Sickle red blood cells (SS RBC) are abnormally adhesive to both endothelial cells (ECs) and components of the extracellular matrix (ECM). Epinephrine (epi) has been shown to elevate cAMP in SS RBC and increase adhesion of SS RBC to ECs in a protein kinase A-dependent manner. In vitro and in vivo studies performed in our lab have led to the hypothesis that adrenergic stimuli such as epi may initiate or exacerbate vaso-occlusion and thus contribute to the association of vaso-occlusive events with physiologic stress. We are conducting a prospective, dose-escalation pilot clinical study to investigate whether in vivo administration of one dose of propranolol either down-regulates baseline SS RBC adhesion in vitro or prevents its upregulation by epi. In addition, this study will provide additional safety data regarding the use of propranolol in normotensive patients with sickle cell disease (SCD).
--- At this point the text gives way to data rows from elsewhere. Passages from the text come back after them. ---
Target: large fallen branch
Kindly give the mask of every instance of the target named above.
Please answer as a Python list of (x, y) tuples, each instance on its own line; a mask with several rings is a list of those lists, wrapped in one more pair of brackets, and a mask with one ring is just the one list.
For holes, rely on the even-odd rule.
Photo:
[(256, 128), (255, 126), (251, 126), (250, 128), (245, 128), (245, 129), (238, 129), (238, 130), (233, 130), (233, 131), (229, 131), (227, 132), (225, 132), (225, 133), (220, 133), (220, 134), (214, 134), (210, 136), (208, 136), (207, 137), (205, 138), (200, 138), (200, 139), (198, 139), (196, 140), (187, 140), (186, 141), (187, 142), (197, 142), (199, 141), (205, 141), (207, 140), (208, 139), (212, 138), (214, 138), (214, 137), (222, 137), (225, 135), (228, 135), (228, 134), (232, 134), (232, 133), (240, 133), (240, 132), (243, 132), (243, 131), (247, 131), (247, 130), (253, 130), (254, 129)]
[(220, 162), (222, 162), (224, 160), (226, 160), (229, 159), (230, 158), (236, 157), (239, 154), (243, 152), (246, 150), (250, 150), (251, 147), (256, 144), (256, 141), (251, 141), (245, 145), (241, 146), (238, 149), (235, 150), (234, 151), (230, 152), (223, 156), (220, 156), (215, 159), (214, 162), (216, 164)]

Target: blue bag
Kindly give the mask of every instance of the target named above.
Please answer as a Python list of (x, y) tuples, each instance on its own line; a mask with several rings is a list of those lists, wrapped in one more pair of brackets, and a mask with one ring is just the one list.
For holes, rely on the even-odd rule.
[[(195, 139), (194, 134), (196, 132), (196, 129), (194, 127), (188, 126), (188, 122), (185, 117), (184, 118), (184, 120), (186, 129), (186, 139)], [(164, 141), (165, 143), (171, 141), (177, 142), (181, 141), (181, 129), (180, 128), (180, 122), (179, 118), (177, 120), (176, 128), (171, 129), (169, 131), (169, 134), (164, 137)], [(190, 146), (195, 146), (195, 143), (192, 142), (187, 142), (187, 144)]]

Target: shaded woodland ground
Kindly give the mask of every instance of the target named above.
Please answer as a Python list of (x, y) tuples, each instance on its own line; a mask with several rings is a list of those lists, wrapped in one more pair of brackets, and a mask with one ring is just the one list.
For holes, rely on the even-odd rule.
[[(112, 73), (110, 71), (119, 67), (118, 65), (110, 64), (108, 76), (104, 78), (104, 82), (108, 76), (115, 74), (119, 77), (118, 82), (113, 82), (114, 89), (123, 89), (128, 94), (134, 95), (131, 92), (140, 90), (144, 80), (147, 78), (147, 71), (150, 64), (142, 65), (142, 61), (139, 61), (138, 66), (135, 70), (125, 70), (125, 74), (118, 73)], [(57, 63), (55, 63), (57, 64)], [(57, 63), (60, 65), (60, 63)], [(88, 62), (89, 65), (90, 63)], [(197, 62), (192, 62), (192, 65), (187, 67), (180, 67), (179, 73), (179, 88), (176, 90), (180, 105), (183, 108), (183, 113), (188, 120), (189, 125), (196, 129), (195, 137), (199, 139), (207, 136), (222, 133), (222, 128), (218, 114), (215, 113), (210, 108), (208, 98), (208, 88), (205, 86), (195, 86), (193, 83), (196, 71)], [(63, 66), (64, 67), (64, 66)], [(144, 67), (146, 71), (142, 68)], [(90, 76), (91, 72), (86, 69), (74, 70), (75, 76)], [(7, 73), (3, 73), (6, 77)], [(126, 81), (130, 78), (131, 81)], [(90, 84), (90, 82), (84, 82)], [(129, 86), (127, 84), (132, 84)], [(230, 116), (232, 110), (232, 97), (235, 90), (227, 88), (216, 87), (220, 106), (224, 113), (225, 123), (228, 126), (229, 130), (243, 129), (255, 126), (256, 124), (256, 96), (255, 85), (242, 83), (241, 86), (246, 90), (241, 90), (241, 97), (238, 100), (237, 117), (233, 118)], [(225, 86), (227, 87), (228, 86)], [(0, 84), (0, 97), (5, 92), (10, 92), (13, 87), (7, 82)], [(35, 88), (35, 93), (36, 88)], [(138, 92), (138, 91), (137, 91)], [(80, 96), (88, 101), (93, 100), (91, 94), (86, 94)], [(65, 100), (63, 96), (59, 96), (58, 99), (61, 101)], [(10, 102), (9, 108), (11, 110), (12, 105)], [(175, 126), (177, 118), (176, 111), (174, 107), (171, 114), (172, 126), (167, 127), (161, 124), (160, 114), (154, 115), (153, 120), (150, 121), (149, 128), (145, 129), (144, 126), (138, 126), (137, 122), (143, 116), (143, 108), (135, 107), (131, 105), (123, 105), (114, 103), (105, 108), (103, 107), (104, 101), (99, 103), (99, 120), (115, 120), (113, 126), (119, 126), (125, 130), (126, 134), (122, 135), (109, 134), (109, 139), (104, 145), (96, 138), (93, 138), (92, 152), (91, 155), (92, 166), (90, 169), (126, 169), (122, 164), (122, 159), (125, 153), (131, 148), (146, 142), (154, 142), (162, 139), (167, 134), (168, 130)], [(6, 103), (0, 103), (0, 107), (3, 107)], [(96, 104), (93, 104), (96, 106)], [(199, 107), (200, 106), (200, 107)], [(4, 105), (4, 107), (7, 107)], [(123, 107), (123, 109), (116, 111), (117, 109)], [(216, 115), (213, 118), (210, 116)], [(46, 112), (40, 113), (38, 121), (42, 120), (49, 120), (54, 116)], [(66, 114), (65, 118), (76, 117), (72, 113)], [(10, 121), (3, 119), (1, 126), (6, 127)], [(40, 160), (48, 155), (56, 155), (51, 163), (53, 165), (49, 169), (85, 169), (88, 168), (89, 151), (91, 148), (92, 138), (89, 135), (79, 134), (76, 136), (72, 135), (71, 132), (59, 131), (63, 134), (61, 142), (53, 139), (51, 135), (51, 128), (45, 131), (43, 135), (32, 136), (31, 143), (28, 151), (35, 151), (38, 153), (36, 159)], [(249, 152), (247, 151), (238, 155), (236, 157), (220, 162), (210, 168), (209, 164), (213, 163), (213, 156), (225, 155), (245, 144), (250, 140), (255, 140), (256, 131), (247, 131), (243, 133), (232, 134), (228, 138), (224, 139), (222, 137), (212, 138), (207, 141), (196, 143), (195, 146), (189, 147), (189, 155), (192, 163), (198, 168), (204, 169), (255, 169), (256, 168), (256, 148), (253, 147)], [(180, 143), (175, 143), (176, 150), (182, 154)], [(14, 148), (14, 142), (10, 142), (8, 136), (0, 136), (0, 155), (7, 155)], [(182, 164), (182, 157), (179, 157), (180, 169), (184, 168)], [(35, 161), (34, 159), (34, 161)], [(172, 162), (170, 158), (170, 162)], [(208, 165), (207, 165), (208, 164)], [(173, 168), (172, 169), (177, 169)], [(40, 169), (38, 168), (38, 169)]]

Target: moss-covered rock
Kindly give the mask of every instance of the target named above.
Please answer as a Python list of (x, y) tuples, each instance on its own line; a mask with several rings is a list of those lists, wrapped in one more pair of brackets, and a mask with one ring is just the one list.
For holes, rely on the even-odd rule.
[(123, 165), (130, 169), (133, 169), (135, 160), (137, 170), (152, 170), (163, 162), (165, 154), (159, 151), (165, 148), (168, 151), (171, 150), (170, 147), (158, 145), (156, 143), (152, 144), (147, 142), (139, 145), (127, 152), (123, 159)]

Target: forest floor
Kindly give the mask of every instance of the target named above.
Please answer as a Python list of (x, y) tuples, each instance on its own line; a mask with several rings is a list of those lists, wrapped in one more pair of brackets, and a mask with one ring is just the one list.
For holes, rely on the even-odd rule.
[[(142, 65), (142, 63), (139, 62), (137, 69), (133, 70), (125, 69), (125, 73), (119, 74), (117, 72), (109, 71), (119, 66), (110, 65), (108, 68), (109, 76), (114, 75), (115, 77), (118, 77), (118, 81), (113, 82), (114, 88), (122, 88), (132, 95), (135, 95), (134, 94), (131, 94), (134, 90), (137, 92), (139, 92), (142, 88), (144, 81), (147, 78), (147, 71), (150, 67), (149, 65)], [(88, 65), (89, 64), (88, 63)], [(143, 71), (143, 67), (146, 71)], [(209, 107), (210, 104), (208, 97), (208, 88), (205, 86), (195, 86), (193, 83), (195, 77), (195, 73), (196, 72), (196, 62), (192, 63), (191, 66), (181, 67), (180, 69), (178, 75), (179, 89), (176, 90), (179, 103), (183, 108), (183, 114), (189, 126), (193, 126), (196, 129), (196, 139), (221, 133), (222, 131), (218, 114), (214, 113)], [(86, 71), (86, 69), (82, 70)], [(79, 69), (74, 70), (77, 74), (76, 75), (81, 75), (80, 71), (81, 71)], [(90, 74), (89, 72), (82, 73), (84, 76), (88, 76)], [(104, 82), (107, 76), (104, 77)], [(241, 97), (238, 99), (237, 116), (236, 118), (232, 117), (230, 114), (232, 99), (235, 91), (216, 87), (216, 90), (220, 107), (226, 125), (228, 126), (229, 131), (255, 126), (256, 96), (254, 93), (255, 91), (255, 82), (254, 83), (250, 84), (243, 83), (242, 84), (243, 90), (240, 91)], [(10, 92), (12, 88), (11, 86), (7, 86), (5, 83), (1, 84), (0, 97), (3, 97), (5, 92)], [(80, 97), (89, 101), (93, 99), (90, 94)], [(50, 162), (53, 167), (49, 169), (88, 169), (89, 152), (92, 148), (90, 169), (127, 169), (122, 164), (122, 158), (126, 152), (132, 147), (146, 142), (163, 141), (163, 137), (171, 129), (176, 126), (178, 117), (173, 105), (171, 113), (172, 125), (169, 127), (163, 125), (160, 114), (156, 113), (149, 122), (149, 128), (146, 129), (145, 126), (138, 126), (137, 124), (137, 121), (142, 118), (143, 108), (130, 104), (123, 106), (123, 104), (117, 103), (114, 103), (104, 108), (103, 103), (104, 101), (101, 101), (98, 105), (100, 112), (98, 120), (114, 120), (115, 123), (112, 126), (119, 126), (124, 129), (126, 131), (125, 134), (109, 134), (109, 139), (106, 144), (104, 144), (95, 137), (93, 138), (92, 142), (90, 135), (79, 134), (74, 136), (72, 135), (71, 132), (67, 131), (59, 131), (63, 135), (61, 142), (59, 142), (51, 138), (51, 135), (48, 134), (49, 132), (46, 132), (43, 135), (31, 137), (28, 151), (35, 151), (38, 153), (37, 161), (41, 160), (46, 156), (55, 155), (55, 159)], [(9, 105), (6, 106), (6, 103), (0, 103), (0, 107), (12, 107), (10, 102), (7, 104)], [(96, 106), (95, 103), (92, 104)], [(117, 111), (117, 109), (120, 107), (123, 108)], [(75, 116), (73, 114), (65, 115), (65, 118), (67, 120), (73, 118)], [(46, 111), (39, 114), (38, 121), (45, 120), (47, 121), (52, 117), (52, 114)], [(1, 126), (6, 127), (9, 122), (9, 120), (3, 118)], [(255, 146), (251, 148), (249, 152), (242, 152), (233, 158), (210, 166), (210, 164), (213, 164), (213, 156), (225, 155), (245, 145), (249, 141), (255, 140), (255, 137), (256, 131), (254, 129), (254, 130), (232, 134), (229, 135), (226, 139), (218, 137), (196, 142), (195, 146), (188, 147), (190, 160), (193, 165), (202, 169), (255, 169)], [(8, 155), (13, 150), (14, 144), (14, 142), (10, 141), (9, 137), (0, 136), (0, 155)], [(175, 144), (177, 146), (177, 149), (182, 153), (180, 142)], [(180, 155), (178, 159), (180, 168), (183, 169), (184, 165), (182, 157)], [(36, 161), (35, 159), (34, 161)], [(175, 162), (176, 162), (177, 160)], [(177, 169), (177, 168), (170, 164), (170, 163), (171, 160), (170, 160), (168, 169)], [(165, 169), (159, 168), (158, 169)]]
To date, we have completed the first two dose cohorts. 11 subjects (9 SS and 1 Sβ° thalassemia; 7 females, 3 males) have participated. No severe adverse events were noted. Cohorts 1 and 2 had mean pre-propranolol blood pressure (BP) of 116 (5.9 SD)/ 60.4 (3.98 SD) and 106.8 (4.68 SD)/ 58 (3.9 SD), respectively; this difference was not statistically significant. Minimal and asymptomatic changes in BP were noted in both cohorts after drug administration, with biphasic systolic and diastolic BP nadirs at 45 and 240 minutes. No clinically significant changes in heart rate were observed. Adhesion studies were performed using a graduated height flow chamber on the day of RBC collection. RBC adhesion to ECs was studied before and after epi stimulation and was measured at sheer stresses ranging from 1 to 3 dyne/cm2. Baseline adhesion measurements were validated by comparing percent (%) adhesion assayed at 2 different times within 7 days—at screening and before propranolol dose on the study drug day. We observed no significant difference in adhesion at the 2 different time points without propranolol. Comparison of % adhesion of epi-stimulated RBC to ECs before and 1 hour after propranolol showed that propranolol given in vivo significantly inhibited both non-stimulated and epi-stimulated SS RBC adhesion (p=0.04 and p=0.001, respectively). Lastly, comparison of SS RBC adhesion at both drug doses confirmed the drug-related inhibition of adhesion (p<0.004). We conclude that propranolol administered in vivo decreases SS RBC baseline adhesion to ECs and substantially abrogates epi-stimulated adhesion to ECs, as measured in vitro. Although we have thus far studied only a small number of patients and low propranolol doses, we expect to confirm these results with the 3rd cohort, in which a higher dose of propranolol will be used. If our findings continue to show that propranolol can decrease both SS RBC baseline and epi-stimulated adhesion to ECs, study of propranolol on a larger scale would be warranted in order to ascertain its safety and efficacy as an anti-adhesive therapy in SCD.
Disclosures: Discussion of use of propranolol for modification of cell adhesion in Sickle Cell Disease, used under an FDA waiver of IND.